Patrick Leterme
libre et affranchi des cases
Figure marquante de la scène classique belge, Patrick Leterme forge son propre itinéraire. Du micro aux claviers, des salles de concerts aux plateaux, il avance guidé par l’instinct, la curiosité et un sens rare du partage, porté par une sensibilité fine qui imprègne chacune de ses rencontres.
Né le 7 septembre 1981 à Verviers, le pianiste, compositeur et chef d’orchestre Patrick Leterme n’est pas issu d’une dynastie de musiciens. La musique s’impose à lui.
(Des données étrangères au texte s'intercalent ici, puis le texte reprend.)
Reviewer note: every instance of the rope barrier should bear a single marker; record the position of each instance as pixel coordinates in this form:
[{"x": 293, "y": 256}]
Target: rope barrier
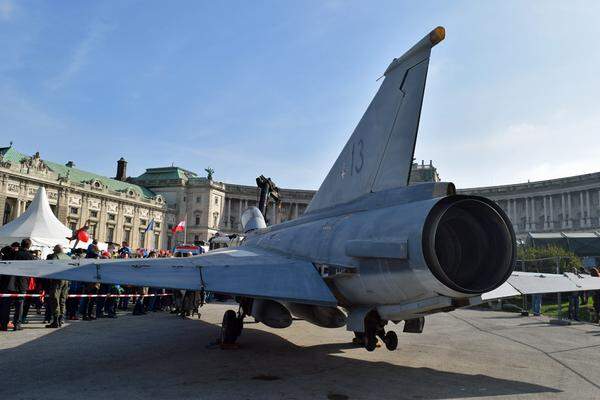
[{"x": 15, "y": 295}]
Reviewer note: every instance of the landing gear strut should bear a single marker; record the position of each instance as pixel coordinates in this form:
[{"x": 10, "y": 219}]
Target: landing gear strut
[
  {"x": 233, "y": 323},
  {"x": 375, "y": 328},
  {"x": 231, "y": 328}
]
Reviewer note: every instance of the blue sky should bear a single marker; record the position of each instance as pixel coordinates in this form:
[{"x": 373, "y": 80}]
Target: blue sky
[{"x": 276, "y": 87}]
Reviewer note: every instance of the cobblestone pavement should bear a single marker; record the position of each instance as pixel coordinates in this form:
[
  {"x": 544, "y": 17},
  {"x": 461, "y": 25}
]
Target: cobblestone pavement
[{"x": 464, "y": 354}]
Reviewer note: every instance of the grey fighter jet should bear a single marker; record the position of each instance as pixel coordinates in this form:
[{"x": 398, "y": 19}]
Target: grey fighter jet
[{"x": 370, "y": 248}]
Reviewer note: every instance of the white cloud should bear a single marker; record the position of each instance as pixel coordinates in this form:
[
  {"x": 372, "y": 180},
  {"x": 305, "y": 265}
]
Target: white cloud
[{"x": 564, "y": 144}]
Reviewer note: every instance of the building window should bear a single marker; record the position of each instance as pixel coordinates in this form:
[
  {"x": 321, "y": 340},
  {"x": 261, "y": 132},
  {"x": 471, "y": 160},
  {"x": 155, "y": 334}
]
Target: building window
[{"x": 110, "y": 233}]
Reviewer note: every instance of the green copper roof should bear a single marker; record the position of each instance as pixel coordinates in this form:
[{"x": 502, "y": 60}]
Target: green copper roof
[
  {"x": 164, "y": 173},
  {"x": 77, "y": 175}
]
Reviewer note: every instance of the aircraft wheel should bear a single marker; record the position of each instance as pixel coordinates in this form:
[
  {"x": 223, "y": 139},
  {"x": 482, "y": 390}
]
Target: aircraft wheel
[
  {"x": 359, "y": 338},
  {"x": 370, "y": 342},
  {"x": 391, "y": 340},
  {"x": 230, "y": 327}
]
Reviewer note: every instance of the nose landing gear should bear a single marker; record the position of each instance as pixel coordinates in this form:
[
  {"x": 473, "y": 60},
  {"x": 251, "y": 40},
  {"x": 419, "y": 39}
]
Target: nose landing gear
[
  {"x": 233, "y": 324},
  {"x": 374, "y": 329},
  {"x": 231, "y": 328}
]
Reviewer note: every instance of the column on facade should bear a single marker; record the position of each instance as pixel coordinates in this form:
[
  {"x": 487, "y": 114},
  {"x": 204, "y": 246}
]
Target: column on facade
[
  {"x": 101, "y": 228},
  {"x": 135, "y": 228},
  {"x": 588, "y": 217},
  {"x": 515, "y": 215},
  {"x": 551, "y": 213},
  {"x": 228, "y": 222},
  {"x": 570, "y": 219},
  {"x": 527, "y": 221},
  {"x": 120, "y": 224},
  {"x": 545, "y": 214},
  {"x": 564, "y": 210},
  {"x": 581, "y": 212},
  {"x": 533, "y": 218},
  {"x": 62, "y": 205},
  {"x": 240, "y": 213},
  {"x": 2, "y": 208}
]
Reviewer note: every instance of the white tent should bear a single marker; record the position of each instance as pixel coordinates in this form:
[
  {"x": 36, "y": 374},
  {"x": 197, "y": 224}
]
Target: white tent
[{"x": 37, "y": 223}]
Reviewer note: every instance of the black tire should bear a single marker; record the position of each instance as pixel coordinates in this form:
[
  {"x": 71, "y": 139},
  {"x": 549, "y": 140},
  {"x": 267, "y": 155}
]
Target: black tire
[
  {"x": 391, "y": 340},
  {"x": 229, "y": 327},
  {"x": 370, "y": 342},
  {"x": 359, "y": 339}
]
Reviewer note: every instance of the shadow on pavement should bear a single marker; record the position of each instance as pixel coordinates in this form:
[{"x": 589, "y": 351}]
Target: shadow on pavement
[{"x": 160, "y": 355}]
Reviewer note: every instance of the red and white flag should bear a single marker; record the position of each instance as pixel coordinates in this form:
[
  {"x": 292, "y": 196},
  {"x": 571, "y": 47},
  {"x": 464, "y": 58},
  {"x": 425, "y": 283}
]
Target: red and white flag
[{"x": 180, "y": 227}]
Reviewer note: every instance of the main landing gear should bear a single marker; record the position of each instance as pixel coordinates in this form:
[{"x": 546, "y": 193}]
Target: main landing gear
[
  {"x": 375, "y": 328},
  {"x": 233, "y": 323}
]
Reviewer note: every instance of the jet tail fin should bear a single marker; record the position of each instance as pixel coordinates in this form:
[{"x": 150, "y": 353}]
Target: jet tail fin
[{"x": 379, "y": 153}]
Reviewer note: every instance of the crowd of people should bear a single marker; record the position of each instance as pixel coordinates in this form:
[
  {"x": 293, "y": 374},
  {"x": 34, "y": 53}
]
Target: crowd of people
[
  {"x": 576, "y": 300},
  {"x": 63, "y": 300}
]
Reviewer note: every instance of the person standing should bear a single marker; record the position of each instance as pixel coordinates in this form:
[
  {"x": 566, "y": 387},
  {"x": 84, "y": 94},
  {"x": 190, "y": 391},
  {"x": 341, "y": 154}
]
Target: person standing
[
  {"x": 595, "y": 295},
  {"x": 58, "y": 291},
  {"x": 7, "y": 286},
  {"x": 536, "y": 300},
  {"x": 16, "y": 285}
]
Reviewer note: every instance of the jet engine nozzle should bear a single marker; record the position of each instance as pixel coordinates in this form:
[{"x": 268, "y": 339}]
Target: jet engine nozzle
[{"x": 469, "y": 244}]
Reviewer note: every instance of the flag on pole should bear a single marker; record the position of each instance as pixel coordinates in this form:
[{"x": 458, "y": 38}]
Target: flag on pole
[
  {"x": 150, "y": 226},
  {"x": 180, "y": 227}
]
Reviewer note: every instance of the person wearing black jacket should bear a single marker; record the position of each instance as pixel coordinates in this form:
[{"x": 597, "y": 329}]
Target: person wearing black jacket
[{"x": 15, "y": 285}]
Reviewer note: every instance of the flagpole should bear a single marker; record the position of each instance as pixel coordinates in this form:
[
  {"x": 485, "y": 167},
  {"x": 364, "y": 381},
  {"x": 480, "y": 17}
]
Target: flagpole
[{"x": 185, "y": 229}]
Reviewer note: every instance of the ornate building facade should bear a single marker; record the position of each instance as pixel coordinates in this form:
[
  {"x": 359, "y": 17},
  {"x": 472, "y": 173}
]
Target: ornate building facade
[
  {"x": 564, "y": 204},
  {"x": 209, "y": 206},
  {"x": 117, "y": 210},
  {"x": 120, "y": 208}
]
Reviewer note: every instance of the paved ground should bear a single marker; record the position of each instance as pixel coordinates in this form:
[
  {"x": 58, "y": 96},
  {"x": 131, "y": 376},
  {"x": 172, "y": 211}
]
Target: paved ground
[{"x": 465, "y": 354}]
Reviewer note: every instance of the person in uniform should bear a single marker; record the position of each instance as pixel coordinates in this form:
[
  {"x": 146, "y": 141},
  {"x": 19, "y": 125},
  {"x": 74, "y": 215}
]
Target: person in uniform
[
  {"x": 6, "y": 286},
  {"x": 58, "y": 291},
  {"x": 16, "y": 285}
]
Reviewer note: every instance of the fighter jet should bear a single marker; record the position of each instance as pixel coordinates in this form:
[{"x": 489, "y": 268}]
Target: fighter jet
[{"x": 370, "y": 249}]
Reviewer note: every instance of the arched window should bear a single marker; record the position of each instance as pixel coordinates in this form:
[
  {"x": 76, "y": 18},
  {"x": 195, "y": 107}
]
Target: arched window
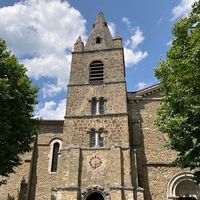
[
  {"x": 55, "y": 147},
  {"x": 97, "y": 106},
  {"x": 96, "y": 138},
  {"x": 182, "y": 187},
  {"x": 96, "y": 72},
  {"x": 93, "y": 138},
  {"x": 101, "y": 105},
  {"x": 95, "y": 195},
  {"x": 98, "y": 40},
  {"x": 54, "y": 163},
  {"x": 94, "y": 106}
]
De cette enfance, son premier souvenir musical se dessine : « Je chante à l’école maternelle. Je me vois assis, surexcité, avec les autres enfants […]. Je pense que l’institutrice a remarqué que j’aimais bien la musique et l’a dit à mes parents ». Ces derniers découvrent et l’inscrivent à l’académie. Là-bas, le piano « est arrivé assez naturellement », la rencontre est teintée d’une « affinité épidermique », considérant le piano comme « l’instrument-carrefour qui gère la circulation de toutes les informations musicales ».
Après l’académie, Patrick poursuit des études supérieures de musique à Liège, mais aussi à Cologne ou à Bruxelles où il étudie la direction d’orchestre. Pianiste, il garde aussi la voix au cœur de ses sensibilités. Une réceptivité ancrée en lui, alors qu’il se rappelle l’un de ses premiers opéras, La Flûte Enchantée, à la télé. C’est un imaginaire tout entier qui s’ouvre à lui quand il ressent cet « amusement d’enfant que Mozart a probablement voulu transmettre », sans en avoir les clés.
Patrick Leterme
Il y a parfois cette idée que
la musique contemporaine, c’est difficile, austère,
réservé à des initiés. Je pense exactement l’inverse.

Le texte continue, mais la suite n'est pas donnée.